# My Paph. delenatii collection



## ThienNgo Le (Sep 25, 2016)

Hello everyone,
As I promised a few days ago, the link below is the album of my Paph. delenatii collection. Enjoy the pictures and have a nice evening.
Take care.

Best,
ThienNgo Le

https://www.flickr.com/photos/[email protected]/albums/72157674286482316


----------



## Ma_sha1 (Sep 25, 2016)

Nice, any fragrance?


Sent from my iPhone using Tapatalk


----------



## NYEric (Sep 25, 2016)

Thanks for sharing.


----------



## abax (Sep 25, 2016)

Beautiful flowers and I'd grow them for the leaves if there
was no flower. That last photo of the foliage is splendid.
I love the album dels.


----------



## adiaphane (Sep 26, 2016)

:clap: Just gorgeous.


----------



## SlipperKing (Sep 26, 2016)

The very pale with the green splash is an interesting clone.


----------



## Ozpaph (Sep 26, 2016)

I like this one, too.


----------



## Justin (Sep 26, 2016)

Beautiful...one of my favorite species


----------



## fibre (Sep 26, 2016)

very special!


----------



## silence882 (Sep 26, 2016)

Great!
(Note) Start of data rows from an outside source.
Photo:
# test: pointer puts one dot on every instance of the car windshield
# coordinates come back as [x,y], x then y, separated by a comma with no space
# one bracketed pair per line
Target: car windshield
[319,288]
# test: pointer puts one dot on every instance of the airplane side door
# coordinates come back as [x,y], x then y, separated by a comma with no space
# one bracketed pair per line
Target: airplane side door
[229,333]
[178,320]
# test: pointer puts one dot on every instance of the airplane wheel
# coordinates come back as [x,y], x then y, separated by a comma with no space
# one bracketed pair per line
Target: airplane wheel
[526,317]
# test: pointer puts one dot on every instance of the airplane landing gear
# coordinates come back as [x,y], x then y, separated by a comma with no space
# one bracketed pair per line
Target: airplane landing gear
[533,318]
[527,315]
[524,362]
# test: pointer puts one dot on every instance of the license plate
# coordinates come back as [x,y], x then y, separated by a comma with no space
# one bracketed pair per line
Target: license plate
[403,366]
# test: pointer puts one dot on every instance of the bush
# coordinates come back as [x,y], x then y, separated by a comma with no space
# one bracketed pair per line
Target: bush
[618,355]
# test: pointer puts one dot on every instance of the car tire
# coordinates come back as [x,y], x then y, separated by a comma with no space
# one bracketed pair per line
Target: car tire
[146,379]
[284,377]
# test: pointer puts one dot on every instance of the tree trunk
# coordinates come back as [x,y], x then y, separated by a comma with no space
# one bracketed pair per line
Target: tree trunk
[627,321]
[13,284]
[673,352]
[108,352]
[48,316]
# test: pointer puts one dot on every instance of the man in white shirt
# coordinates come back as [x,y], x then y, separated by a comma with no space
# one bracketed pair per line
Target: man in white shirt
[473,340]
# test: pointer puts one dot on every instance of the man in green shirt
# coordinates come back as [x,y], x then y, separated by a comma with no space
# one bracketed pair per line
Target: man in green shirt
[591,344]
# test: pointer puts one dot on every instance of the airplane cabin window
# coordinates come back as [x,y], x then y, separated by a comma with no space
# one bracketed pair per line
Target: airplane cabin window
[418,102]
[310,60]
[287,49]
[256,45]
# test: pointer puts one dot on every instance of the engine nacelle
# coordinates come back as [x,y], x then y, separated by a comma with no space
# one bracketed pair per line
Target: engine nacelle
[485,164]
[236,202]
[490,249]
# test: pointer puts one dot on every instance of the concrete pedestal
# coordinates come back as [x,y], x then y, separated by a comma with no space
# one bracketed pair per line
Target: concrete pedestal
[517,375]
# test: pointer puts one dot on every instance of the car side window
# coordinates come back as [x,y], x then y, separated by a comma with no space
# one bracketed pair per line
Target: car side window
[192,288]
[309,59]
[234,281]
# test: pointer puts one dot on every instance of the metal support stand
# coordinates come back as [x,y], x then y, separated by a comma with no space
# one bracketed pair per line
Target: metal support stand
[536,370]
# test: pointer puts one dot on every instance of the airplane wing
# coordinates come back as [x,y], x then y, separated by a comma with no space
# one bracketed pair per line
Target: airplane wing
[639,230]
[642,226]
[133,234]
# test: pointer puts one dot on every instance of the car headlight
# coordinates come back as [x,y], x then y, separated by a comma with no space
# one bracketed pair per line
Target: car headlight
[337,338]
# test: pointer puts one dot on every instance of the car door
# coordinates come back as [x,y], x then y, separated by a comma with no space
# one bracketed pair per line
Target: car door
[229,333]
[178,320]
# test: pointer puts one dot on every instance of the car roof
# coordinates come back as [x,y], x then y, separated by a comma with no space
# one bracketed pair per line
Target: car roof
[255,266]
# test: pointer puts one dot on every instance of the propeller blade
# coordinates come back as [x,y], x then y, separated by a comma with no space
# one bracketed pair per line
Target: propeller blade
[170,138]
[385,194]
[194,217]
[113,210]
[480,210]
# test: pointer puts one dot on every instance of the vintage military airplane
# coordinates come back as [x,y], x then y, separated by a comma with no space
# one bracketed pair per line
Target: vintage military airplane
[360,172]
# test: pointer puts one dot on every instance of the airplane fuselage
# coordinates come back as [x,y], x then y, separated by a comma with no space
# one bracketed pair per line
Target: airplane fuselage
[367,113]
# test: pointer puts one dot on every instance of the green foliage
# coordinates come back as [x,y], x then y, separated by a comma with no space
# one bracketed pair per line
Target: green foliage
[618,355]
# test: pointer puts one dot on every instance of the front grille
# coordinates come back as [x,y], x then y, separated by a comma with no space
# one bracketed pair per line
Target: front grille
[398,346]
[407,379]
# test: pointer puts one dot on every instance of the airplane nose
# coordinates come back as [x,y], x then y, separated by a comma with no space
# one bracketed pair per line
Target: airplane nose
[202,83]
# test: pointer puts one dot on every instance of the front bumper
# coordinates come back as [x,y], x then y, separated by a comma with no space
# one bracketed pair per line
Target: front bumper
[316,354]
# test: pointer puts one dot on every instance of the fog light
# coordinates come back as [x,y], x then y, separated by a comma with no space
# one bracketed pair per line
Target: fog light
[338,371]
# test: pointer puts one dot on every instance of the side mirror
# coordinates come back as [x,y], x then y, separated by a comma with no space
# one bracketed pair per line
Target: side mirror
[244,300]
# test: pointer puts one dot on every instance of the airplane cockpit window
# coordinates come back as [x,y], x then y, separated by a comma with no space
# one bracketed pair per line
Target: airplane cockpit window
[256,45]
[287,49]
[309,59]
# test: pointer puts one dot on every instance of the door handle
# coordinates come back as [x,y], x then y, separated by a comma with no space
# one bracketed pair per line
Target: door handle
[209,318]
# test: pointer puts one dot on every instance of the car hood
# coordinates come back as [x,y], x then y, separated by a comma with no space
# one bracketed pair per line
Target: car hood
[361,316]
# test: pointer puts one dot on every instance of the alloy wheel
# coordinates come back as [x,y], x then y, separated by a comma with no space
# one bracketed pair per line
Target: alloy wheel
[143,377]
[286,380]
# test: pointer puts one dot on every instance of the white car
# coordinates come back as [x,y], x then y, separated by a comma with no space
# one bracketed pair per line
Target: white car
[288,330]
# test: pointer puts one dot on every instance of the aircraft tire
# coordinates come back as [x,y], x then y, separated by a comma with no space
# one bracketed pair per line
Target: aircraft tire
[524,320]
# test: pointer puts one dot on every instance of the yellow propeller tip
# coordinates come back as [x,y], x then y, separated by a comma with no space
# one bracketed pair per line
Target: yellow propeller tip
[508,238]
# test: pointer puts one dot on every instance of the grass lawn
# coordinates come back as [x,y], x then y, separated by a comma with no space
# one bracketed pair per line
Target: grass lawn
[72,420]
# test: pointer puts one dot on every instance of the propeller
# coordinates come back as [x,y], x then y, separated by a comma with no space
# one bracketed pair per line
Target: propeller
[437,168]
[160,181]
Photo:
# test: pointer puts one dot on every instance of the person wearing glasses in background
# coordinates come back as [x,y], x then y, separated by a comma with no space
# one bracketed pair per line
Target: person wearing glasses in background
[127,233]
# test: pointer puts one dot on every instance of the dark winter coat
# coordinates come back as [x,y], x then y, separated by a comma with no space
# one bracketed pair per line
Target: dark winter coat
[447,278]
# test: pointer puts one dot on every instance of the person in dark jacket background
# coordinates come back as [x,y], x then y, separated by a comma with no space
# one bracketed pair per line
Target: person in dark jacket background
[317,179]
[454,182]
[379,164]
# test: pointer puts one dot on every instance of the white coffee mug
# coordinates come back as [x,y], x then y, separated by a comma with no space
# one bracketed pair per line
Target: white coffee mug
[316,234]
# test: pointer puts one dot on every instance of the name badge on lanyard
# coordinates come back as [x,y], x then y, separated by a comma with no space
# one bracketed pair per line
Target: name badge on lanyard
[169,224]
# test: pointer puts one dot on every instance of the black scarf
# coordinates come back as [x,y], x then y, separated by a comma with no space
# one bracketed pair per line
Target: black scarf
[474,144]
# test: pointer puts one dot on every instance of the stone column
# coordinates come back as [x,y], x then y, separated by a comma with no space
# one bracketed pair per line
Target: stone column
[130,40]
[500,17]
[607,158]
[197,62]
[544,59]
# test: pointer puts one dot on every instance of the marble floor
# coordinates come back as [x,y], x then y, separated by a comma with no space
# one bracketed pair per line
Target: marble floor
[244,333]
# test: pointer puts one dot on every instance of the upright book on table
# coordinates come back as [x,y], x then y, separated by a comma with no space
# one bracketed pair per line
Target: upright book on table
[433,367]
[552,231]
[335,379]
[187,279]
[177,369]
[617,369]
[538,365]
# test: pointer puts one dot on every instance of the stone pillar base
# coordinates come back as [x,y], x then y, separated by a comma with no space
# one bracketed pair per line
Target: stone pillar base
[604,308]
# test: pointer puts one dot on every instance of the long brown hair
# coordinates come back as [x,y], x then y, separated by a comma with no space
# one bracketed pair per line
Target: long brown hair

I've never seen greenish ones before.


----------



## Markhamite (Sep 26, 2016)

Great collection! This has to be my fave orchid. Love them all!


----------



## Don I (Sep 28, 2016)

When I was on your flickr page I looked at the P. hangianum collection. I hope if mine blooms it will look as good as yours.
Don


----------



## Happypaphy7 (Oct 3, 2016)

I also love that last photo showing lush foliage!


----------